I had spent most of my time in the state of Rajasthan, a gorgeous state, a MARVELOUS state as my guide would say. There is so much culture jam packed into one area, then again, it is India- everything is jam packed.
I saw the Blue City, the White City, the Pink city and everything in-between. I also knocked off a few good items of the List. I finally got my beautiful henna. I purchased an amazing hand-woven rug. Bought a painting from a famed artist in Udaipur. Rode a camel into the sunset. All of this, and I didn’t even see the Taj at that point.
Like many places in the world, I find many people just go to a destination to see the things they know about. I think the beauty in travel is to explore the things you know nothing about. I chose this particular trip and itinerary because I had no idea about half the things that were there.
In Jodhpur, I saw an amazing fort with some of the most incredible views of the Blue City. In Ranakpur I marveled at the incredible artistry and workmanship of the Jain Temple. Next stop was Udaipur, the city dubbed the Venice of the East, so much beauty and charm in one place. Jojawar was an adorable little town with quite colourful people, not to mention the Jutti capital of India. Pushkar was an incredible desert like Oasis, however oddly filled with Hippies residing, yet filled with so many religious and cultural undertones. Finally Agra; A beautiful cherry on top of my Indian sundae. The Taj Mahal is really more incredible than what I could have ever imagined. No photo will ever do it justice, a definite must see.

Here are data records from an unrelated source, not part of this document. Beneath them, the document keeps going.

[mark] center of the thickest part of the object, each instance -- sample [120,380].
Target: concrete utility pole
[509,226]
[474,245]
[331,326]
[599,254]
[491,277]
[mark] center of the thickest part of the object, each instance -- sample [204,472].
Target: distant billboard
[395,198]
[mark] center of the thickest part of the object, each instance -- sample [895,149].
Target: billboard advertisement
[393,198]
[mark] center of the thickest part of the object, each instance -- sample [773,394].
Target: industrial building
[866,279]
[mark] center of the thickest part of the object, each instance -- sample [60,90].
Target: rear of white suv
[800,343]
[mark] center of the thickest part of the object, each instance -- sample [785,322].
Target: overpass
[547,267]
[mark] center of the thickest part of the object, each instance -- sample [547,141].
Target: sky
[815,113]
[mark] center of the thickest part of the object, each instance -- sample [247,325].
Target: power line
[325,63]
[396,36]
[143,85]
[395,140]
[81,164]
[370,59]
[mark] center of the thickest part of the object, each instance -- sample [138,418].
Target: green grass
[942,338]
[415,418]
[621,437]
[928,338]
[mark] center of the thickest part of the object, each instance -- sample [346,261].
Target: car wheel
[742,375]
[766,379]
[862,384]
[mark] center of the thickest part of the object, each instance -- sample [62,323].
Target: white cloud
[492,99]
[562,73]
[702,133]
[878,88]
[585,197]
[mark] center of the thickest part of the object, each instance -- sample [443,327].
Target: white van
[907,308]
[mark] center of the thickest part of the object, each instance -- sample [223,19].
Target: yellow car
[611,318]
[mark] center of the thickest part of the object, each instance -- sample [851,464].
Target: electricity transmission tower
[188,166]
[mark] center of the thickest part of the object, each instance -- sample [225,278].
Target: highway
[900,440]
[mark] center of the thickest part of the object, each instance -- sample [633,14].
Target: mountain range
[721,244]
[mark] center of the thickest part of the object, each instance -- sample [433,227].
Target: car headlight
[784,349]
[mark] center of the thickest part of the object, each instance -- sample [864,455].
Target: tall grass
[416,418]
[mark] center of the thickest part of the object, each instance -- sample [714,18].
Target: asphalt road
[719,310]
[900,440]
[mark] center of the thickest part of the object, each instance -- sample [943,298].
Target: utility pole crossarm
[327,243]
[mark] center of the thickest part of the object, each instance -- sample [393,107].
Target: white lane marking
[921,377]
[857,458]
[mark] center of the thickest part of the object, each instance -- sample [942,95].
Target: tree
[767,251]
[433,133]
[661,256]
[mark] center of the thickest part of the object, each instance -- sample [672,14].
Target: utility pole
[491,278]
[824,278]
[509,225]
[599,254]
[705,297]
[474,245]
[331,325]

I came out of India so enlightened. It is really a country that truly changes your perspective on the world. I will be the first to say, it is not for everyone, and perhaps even only for experienced travellers. The culture shocks don’t really stop, but soon become charming. I have never been to a place with so many juxtapositions. You look to the right and you may see the richest of the riches. You look to the left and you see squalor. Walking through a market you may smell the most beautiful floral scents, followed by smells of sewage. You see a beggar pedaling for food, and then you see others bringing food and offerings to cows. I have yet to decide if it all really a big contradiction, but to witness it, be apart of it and embrace it, is a gift I will never take for granted.
I have long lost the belief that it takes material possessions and monetary riches bring you happiness (although sometimes can help). I often travel to places where what I would consider basic standards are non-existant. However, it is for those places I was taught how to be happy. Witnessing people with nothing, proving that life isn’t about what you possess, but what you appreciate.